The problem with specialized ETFs
The recent marketing wars between the mutual fund industry and supporters of exchange traded funds adopts a rather dogmatic characterization of the two products akin to the Star Wars movies. The mutual fund Empire, inherently evil and a scourge to all low-fee loving citizens of the galaxy, is a lumbering giant weakened greatly by some clumsy attempts to sell its mutual fund way of life; akin to the Stormtroopers weak defense an Ewok attack (yes, this makes personal bloggers Ewoks in my analogy; I have the full geek press on). The rebellion, forces of good and lovers of all low fee loving products, are devoted to the cause of setting the investing world free by the ETF force.
There seems to be a problem with pitting mutual funds vs. ETFs this way. Both are created by the same industry and, to quote Jason Zweig: “Sooner or later, Wall Street turns every good idea into a bad one.” More accurately, Wall Street turns every good idea into a self-serving execution of the idea. The idea of both mutual funds and ETFs are, stripped of industry excess, both fine. The issue is that where the execution of mutual fund products are now awash in high fees for low service, the ETF industry is now awash in too many products.

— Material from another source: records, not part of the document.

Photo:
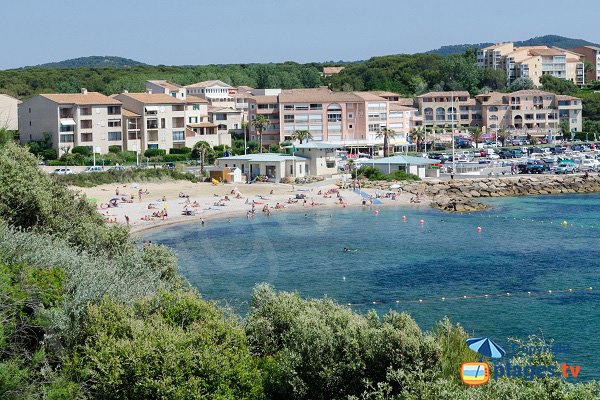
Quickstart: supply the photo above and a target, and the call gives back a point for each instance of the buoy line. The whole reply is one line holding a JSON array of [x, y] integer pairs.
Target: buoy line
[[480, 296]]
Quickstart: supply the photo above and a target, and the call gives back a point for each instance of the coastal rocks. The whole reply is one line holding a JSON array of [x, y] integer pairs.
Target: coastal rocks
[[458, 204]]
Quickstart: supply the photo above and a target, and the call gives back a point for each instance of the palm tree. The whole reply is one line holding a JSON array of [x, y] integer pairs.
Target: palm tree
[[301, 135], [202, 148], [386, 134], [476, 135], [260, 123], [503, 135], [416, 136]]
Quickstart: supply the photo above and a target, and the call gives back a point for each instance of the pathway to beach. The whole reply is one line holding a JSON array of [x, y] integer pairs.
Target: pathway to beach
[[207, 201]]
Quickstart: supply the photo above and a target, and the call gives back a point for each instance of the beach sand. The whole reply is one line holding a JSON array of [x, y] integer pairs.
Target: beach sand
[[207, 194]]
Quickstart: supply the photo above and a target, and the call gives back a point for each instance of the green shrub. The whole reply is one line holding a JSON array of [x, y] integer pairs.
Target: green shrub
[[174, 346], [180, 150], [154, 153], [83, 150]]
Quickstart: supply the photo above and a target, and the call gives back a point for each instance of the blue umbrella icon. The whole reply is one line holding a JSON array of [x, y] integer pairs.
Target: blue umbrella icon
[[486, 347]]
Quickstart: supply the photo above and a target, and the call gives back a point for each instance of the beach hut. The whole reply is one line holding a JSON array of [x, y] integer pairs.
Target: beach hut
[[220, 174]]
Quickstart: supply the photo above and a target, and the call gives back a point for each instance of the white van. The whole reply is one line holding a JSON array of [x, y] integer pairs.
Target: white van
[[94, 169]]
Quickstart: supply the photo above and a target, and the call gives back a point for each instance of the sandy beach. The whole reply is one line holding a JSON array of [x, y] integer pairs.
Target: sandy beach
[[209, 202]]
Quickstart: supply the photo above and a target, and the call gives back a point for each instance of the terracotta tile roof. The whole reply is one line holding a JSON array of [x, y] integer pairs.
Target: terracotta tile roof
[[153, 98], [398, 107], [167, 84], [91, 98], [332, 70], [264, 99], [462, 93], [565, 97], [195, 99], [129, 114], [214, 82]]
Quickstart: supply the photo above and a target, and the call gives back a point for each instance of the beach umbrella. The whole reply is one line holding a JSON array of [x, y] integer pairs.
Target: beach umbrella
[[486, 347]]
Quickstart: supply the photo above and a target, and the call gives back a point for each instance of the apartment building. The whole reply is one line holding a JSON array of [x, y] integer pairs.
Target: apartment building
[[161, 121], [533, 62], [443, 109], [9, 116], [88, 119], [529, 112], [166, 87], [591, 54]]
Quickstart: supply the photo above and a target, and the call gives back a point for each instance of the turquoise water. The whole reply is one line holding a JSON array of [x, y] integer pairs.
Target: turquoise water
[[522, 247]]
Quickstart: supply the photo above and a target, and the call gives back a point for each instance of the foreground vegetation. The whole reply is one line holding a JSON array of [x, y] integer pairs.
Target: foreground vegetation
[[86, 313]]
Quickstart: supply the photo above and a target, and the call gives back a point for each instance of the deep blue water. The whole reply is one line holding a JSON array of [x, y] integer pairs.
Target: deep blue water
[[522, 247]]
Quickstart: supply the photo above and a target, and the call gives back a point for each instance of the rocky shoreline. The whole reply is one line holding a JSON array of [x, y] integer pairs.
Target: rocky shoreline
[[461, 195]]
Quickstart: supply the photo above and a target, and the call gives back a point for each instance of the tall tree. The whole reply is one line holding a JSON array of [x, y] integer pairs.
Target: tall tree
[[417, 135], [387, 135], [201, 150], [260, 123], [300, 135]]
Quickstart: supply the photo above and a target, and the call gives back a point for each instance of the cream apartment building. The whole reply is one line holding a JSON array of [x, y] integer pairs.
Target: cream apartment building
[[533, 62], [9, 115], [443, 109], [88, 119], [162, 121], [591, 54], [530, 112]]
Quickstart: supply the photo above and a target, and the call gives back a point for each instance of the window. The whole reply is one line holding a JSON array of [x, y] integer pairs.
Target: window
[[178, 136], [114, 110], [114, 136]]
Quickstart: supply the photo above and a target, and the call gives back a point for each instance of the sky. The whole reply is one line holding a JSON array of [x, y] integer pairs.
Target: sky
[[194, 32]]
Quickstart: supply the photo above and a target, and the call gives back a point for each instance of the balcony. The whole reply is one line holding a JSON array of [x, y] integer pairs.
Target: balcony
[[65, 113]]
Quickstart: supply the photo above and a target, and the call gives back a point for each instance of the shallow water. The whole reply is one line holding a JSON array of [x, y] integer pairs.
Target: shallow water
[[522, 247]]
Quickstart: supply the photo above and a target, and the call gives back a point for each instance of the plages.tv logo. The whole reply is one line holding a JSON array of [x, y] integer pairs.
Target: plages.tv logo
[[478, 373]]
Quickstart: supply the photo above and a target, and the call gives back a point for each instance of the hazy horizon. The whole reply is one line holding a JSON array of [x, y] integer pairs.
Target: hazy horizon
[[186, 32]]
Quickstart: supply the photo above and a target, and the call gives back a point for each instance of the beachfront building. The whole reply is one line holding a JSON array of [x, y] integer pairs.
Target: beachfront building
[[592, 55], [529, 112], [165, 122], [443, 109], [351, 119], [422, 167], [88, 119], [274, 166], [9, 116], [166, 87], [533, 62], [267, 106]]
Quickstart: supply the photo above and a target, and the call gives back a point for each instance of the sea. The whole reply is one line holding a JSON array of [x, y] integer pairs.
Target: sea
[[528, 266]]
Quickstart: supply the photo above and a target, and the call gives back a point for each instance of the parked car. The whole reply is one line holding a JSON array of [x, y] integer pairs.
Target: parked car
[[97, 168], [62, 171], [566, 168]]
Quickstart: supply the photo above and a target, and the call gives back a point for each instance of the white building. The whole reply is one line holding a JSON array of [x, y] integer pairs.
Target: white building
[[9, 116]]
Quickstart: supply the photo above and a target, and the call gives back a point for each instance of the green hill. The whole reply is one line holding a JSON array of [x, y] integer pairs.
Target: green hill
[[547, 40], [93, 62]]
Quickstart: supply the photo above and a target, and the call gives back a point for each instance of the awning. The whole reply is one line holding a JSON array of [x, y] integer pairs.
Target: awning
[[67, 122]]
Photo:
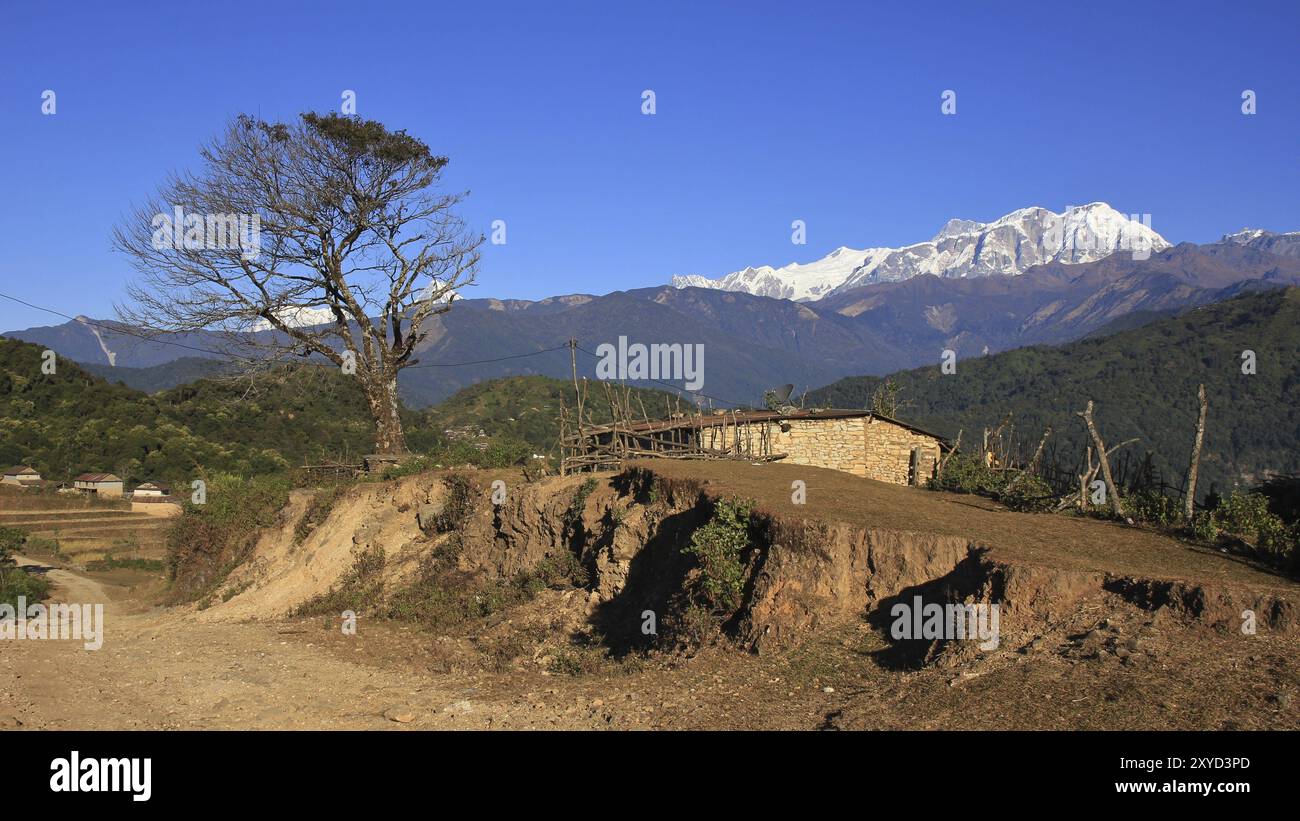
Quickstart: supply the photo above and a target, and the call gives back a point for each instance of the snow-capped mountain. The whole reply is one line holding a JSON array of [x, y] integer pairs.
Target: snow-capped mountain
[[962, 248], [1269, 242]]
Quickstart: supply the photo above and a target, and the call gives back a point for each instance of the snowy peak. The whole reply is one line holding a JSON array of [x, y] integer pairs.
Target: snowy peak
[[1269, 242], [1008, 246]]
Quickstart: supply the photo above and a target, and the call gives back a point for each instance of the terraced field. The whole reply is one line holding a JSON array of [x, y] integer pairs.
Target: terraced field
[[85, 534]]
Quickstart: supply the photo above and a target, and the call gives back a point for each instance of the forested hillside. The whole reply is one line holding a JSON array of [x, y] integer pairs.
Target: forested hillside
[[72, 421], [1143, 382]]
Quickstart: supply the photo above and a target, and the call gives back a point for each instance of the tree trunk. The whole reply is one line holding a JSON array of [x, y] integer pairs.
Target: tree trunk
[[1116, 504], [382, 398], [1190, 502]]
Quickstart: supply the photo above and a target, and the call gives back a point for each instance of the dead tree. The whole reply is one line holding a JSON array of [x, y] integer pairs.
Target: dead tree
[[324, 238], [1091, 473], [1190, 502], [1116, 504], [944, 460], [1038, 454]]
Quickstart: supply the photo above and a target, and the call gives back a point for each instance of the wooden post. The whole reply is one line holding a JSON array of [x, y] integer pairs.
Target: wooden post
[[1190, 502]]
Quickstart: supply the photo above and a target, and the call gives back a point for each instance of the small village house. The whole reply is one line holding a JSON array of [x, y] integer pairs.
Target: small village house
[[99, 483], [150, 490], [859, 442], [22, 476]]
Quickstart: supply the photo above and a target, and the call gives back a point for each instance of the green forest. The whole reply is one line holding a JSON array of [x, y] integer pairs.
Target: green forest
[[1144, 385], [70, 421]]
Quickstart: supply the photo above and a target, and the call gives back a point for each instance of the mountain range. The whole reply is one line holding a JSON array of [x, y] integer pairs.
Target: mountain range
[[1144, 383], [754, 342]]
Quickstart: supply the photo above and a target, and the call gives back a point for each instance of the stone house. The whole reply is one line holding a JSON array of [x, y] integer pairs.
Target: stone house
[[859, 442], [99, 483]]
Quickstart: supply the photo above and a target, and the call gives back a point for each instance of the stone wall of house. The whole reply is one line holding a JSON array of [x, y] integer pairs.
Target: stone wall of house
[[839, 444], [871, 448], [888, 451]]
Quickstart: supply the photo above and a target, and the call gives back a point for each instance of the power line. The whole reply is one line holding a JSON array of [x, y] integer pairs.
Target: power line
[[726, 402], [499, 359], [125, 331]]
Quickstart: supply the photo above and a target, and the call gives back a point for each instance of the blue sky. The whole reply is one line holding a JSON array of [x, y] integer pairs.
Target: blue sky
[[766, 113]]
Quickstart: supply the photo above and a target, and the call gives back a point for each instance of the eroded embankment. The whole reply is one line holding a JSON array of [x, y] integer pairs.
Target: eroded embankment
[[629, 533]]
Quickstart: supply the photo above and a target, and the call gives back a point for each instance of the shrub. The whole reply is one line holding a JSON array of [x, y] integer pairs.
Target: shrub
[[719, 547], [966, 473], [1247, 516], [1204, 526], [1030, 494], [11, 541], [1153, 508], [208, 541], [459, 503]]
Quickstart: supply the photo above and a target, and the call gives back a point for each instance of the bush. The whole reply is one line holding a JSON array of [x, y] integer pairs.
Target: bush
[[1030, 495], [459, 503], [967, 473], [1153, 508], [719, 547], [1247, 516], [208, 541], [16, 582], [11, 541]]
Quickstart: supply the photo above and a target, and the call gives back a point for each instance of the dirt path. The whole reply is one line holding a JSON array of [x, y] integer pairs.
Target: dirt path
[[170, 670], [164, 670]]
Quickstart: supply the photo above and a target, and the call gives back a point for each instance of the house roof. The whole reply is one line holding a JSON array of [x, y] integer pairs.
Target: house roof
[[763, 416], [98, 477]]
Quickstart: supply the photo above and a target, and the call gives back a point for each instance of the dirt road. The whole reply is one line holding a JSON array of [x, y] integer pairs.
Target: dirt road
[[167, 669]]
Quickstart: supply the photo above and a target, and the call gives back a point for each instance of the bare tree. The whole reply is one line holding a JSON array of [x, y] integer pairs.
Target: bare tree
[[1194, 467], [1103, 456], [324, 237]]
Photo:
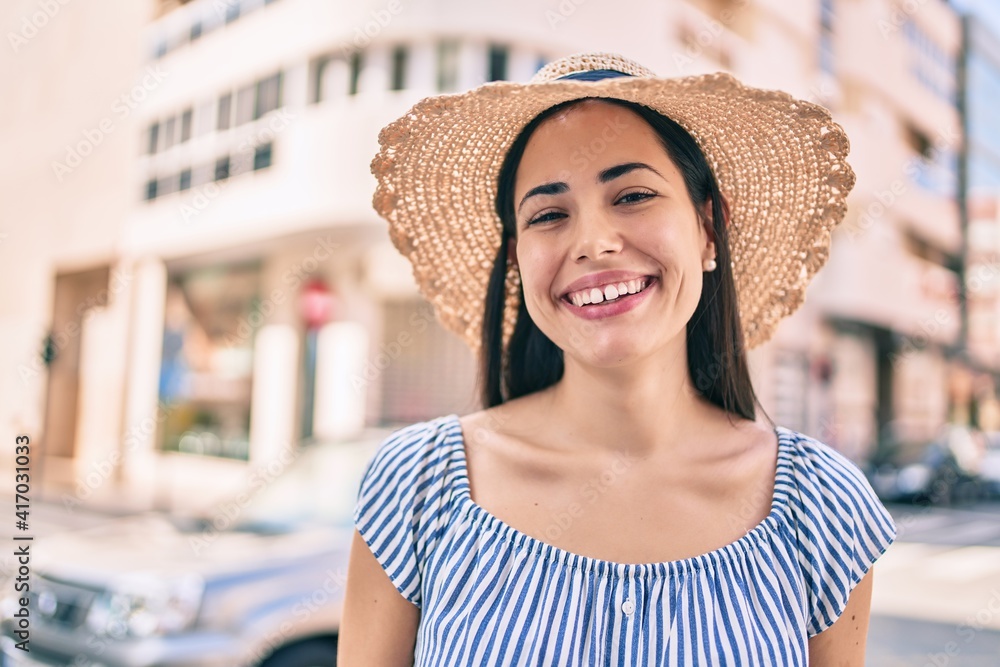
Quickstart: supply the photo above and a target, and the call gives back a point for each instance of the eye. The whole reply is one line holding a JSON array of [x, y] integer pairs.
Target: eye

But variety is good right?
The problem is that when the ETF market becomes so fragmented and specialized, the investor may end up with similar issues as buying a mutual fund (often referred here as mutual fund-itis). Take, for example, the much criticized Dent Tactical ETF, a high fee and actively managed ETF with an investment strategy based on Harry Dent Jr.’s analysis on future trends (who recently admitted he’s having a rough 2009 on the prediction front). On November 6, its trading volume was 1,791 shares.
ETFs with thin trading volumes tend to suffer from larger than normal bid-ask spreads leading to distortions in “true” pricing, issues unwinding large positions and potentially higher trading costs by being forced to sell in tranches due to limited demand. Generally, many experts believe any ETF should have a trading volume of over 100,000 shares a day to be a viable ETF in the long run.
The problem is not as isolated. As the Wall Street Journal reported in August of this year, the ten largest ETFs account for approximately 40% of assets under management and 2/3 of all trading volume. In other words, the law of averages dictates that the more ETFs one holds, the more likely they will own an ETF that accounts for 90% of product issued but a mere third of trading volume. In real numbers, over 200 ETFs had such small trading volumes that their bid-ask spread was 0.5% or over; this spread is so high that it negates the cost advantage of an ETF over a mutual fund (Claymore Securities in the US seems to be particularly bad- 7 of 34 ETFs had a bid-ask spread of over 2% in August of this year; in essence, you de facto bought a high fee mutual funds if you equate being on the wrong side of a spread with MER).
Thinly traded ETFs can be caused by several reasons: over-specialization, high fees, poor investment strategy and, as Preet pointed out, an ETF with too few holdings to properly diversify (incidentally, that ETF, zeb.to, is also thinly traded at under 40,000 share on November 6). The problem becomes more pronounced over time as new market players- BMO and Charles Schwab to name two- begin to pile on and need to differentiate themselves from existing ETFs by issuing more exotic offerings.
As the number of thinly traded ETFs grows, the options of an ETF issuer typically are: (i) do nothing and let the investor suffer in the market; (ii) wind up the ETF and redeem at net asset value (possibly triggering an unintended tax consequence); or (iii) merge the ETF with a larger ETF and report the better results of the large ETF, resulting in survivorship bias in returns.
Exotic products issued at the industry’s peak that few people bought. Hard to liquidate product. Hidden costs. Unintended tax consequences. Many new market participants. Survivorship bias in returns. Sounds awfully like the mutual fund industry doesn’t it? Of course it does. The same people who created one are now creating the other.
The moral of the story is that no product should be generalized as good or bad and buying an ETF does not necessarily mean you bought a better product than a mutual fund (as several writers have commented rightly though this is not an apples to apples comparison). The devil is always in the details and a knee jerk mutual fund = bad, ETF= good is an overly simplistic analysis to take.
As for a solution, ETFs work best when they are broadly based with low fees. Canadian Capitalist, who is a ETF Jedi, ran an excellent series comparing global equity mutual funds with broad based indexes. But note his methodology- he used as his basis of comparison broad indexes. His approach, and mine, to ETF investing is to stay out of the excess of the industry and invest in ETFs which are broad and low costs which is the underlying reason for investing in an ETF in the first place.